Surely, thought Democrats, if Republicans denied Garland a seat, they would appear unreasonable and reckless to voters leading up to the November elections, their propensity toward conflict and disregard for the public good exposed for all to see. If Republicans happened to cooperate, on the other hand, Democrats would succeed in filling a seat on the nation’s highest court—the best possible outcome for the Democrats.

But Republicans defected. Hard. And not only did voters prove their relative indifference about fractious styles of governing in November, they elected a person to the presidency who has shown himself to be completely unmoved by norms and tradition when it comes to inter-branch negotiations.

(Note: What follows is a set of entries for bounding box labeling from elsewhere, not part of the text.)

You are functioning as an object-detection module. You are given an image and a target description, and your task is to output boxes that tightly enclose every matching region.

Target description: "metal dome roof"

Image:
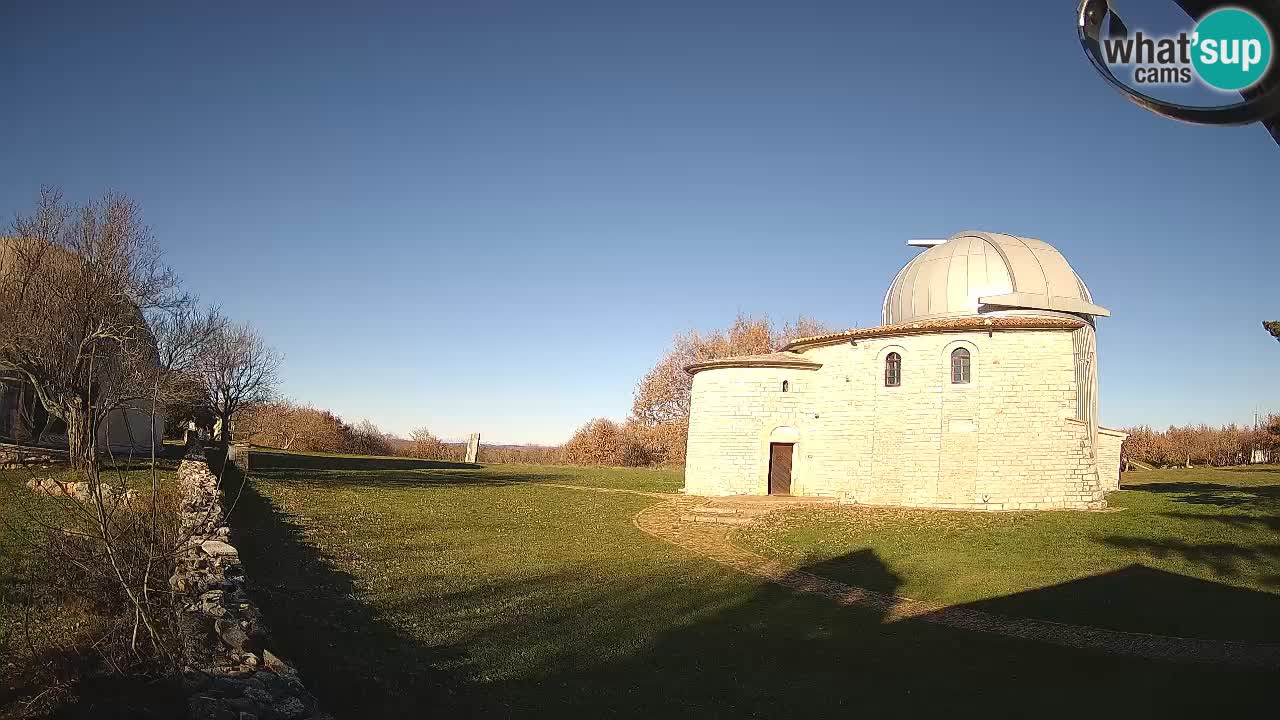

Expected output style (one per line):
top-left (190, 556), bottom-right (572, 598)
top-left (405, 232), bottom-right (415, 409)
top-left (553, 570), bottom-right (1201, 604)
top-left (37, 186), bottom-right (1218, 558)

top-left (883, 231), bottom-right (1111, 325)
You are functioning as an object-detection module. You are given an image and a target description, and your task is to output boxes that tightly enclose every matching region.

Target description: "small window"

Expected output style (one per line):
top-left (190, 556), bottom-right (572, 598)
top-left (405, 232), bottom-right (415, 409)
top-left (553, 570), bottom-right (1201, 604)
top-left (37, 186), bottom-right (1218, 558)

top-left (884, 352), bottom-right (902, 387)
top-left (951, 347), bottom-right (970, 384)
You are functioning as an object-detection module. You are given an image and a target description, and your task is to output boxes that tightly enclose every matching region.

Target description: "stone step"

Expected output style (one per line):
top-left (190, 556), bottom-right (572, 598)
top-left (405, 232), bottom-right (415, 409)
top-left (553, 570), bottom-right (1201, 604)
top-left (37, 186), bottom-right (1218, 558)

top-left (680, 514), bottom-right (751, 525)
top-left (690, 505), bottom-right (739, 515)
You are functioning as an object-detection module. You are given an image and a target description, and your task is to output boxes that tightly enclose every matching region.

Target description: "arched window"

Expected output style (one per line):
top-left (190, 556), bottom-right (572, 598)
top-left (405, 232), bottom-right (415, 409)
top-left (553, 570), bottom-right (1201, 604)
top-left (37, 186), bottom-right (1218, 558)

top-left (951, 347), bottom-right (969, 384)
top-left (884, 352), bottom-right (902, 387)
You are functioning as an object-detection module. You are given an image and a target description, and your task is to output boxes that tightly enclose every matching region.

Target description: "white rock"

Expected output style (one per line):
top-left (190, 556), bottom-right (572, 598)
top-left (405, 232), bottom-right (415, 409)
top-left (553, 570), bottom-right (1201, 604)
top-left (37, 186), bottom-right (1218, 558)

top-left (200, 541), bottom-right (238, 557)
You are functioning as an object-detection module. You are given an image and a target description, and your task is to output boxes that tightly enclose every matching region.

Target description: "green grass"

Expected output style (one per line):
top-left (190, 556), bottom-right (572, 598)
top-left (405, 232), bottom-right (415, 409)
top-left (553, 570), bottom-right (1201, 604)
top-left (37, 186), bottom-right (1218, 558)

top-left (0, 460), bottom-right (175, 717)
top-left (735, 465), bottom-right (1280, 642)
top-left (233, 455), bottom-right (1276, 717)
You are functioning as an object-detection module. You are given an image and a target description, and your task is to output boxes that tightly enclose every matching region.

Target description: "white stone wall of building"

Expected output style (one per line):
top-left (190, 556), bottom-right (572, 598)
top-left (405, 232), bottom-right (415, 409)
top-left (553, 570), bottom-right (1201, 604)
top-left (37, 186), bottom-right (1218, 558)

top-left (685, 368), bottom-right (818, 496)
top-left (686, 331), bottom-right (1119, 510)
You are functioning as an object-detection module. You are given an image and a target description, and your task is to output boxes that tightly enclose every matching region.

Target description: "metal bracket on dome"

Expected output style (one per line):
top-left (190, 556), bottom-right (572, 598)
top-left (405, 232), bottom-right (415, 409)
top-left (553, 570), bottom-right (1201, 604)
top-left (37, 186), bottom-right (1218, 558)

top-left (978, 292), bottom-right (1111, 318)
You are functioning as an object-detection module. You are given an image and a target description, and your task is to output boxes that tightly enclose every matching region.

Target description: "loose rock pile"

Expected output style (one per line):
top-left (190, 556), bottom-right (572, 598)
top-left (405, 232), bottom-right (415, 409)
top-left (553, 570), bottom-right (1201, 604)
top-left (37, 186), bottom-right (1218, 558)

top-left (27, 478), bottom-right (136, 505)
top-left (169, 446), bottom-right (332, 720)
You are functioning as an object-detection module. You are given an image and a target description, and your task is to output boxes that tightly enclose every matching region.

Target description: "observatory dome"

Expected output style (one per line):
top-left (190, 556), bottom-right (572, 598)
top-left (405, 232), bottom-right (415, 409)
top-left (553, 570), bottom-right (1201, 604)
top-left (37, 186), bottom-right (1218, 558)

top-left (883, 231), bottom-right (1111, 325)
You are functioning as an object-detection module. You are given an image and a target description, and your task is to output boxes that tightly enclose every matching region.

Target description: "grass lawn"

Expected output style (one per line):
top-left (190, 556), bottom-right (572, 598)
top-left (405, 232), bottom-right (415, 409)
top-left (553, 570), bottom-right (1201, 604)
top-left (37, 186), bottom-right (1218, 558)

top-left (0, 461), bottom-right (175, 717)
top-left (232, 454), bottom-right (1277, 717)
top-left (733, 465), bottom-right (1280, 643)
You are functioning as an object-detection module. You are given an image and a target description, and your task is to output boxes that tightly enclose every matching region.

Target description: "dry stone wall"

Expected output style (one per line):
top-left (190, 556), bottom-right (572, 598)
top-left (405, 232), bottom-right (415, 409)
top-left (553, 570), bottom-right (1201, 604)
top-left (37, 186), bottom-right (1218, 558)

top-left (169, 446), bottom-right (332, 720)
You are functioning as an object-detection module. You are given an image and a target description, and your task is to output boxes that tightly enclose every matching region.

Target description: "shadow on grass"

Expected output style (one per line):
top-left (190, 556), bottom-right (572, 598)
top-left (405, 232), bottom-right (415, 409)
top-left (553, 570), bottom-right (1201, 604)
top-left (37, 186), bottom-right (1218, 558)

top-left (225, 461), bottom-right (467, 717)
top-left (233, 475), bottom-right (1277, 719)
top-left (963, 561), bottom-right (1280, 643)
top-left (488, 558), bottom-right (1275, 717)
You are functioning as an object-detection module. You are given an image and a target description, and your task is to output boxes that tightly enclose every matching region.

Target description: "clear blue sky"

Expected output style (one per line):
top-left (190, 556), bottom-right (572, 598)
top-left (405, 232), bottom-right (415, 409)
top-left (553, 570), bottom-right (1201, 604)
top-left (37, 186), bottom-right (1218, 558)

top-left (0, 0), bottom-right (1280, 442)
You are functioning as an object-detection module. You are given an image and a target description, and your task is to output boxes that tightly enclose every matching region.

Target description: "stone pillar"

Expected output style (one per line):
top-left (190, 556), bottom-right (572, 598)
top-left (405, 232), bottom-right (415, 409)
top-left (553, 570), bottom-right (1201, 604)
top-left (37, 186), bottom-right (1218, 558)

top-left (227, 442), bottom-right (250, 473)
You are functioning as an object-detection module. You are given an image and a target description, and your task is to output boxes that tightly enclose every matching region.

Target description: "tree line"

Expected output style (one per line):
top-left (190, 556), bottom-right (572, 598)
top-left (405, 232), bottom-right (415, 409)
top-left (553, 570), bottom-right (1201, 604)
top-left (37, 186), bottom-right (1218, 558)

top-left (1121, 415), bottom-right (1280, 468)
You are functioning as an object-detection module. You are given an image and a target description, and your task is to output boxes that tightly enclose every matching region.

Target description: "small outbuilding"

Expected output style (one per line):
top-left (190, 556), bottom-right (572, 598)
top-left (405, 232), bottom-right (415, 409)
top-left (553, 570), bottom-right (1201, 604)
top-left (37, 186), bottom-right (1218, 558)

top-left (685, 232), bottom-right (1125, 510)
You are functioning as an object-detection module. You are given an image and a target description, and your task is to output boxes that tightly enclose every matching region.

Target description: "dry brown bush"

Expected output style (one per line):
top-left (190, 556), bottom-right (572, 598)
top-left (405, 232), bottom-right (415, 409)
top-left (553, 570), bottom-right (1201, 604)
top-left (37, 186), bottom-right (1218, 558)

top-left (236, 400), bottom-right (351, 452)
top-left (564, 418), bottom-right (650, 468)
top-left (1123, 415), bottom-right (1280, 468)
top-left (627, 314), bottom-right (831, 465)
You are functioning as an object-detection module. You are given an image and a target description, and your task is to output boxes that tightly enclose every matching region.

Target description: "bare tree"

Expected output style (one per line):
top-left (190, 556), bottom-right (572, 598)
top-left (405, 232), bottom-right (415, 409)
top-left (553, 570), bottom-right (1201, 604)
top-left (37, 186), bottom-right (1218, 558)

top-left (0, 188), bottom-right (189, 471)
top-left (202, 324), bottom-right (280, 442)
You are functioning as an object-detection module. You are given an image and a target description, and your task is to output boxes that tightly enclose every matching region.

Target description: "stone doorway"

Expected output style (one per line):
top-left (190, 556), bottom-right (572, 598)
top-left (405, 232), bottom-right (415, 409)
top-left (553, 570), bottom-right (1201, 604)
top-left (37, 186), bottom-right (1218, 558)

top-left (769, 442), bottom-right (795, 495)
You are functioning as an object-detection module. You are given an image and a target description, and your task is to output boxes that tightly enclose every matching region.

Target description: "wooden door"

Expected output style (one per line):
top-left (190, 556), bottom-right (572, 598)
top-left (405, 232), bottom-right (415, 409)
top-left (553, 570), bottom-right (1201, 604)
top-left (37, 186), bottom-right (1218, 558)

top-left (769, 442), bottom-right (795, 495)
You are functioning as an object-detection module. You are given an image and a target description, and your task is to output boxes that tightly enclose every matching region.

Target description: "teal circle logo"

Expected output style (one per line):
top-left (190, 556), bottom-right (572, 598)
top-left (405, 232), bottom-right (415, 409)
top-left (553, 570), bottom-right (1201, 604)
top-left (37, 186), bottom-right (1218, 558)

top-left (1192, 8), bottom-right (1271, 90)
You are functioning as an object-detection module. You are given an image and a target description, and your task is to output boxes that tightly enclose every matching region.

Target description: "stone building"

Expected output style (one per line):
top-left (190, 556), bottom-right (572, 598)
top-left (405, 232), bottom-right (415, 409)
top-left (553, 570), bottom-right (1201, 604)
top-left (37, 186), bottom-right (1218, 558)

top-left (0, 373), bottom-right (164, 454)
top-left (685, 232), bottom-right (1125, 510)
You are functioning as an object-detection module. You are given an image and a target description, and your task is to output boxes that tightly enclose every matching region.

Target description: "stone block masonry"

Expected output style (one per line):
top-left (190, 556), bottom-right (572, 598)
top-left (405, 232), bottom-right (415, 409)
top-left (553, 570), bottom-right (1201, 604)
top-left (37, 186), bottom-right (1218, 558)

top-left (169, 445), bottom-right (332, 720)
top-left (685, 325), bottom-right (1119, 510)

Indeed, one of the more important lessons of 2016 is that many voters don’t care very much about whether their government representatives behave in a civil manner toward one another or respect political norms. They don’t prioritize balance or resolution or courtesy. They mostly just want their team to win.

Which leads us back to game theory. The Democrats are facing an opposition party that essentially chooses defection at every turn. And with an only-defection opponent, the best counter-strategy is defection only.

The political sin Democrats commit repeatedly is somewhat of a commendable one. It is the pursuit of an empty hope that voters want to elect people to office who represent the best attributes of America, “the better angels of our nature,” as Lincoln put it.

But if Democrats don’t defect in the Gorsuch round, they will prove that they have misunderstood their constituents, their opponents, and the strategies their opponents are employing.

It is time for the Democrats to choose a different strategy.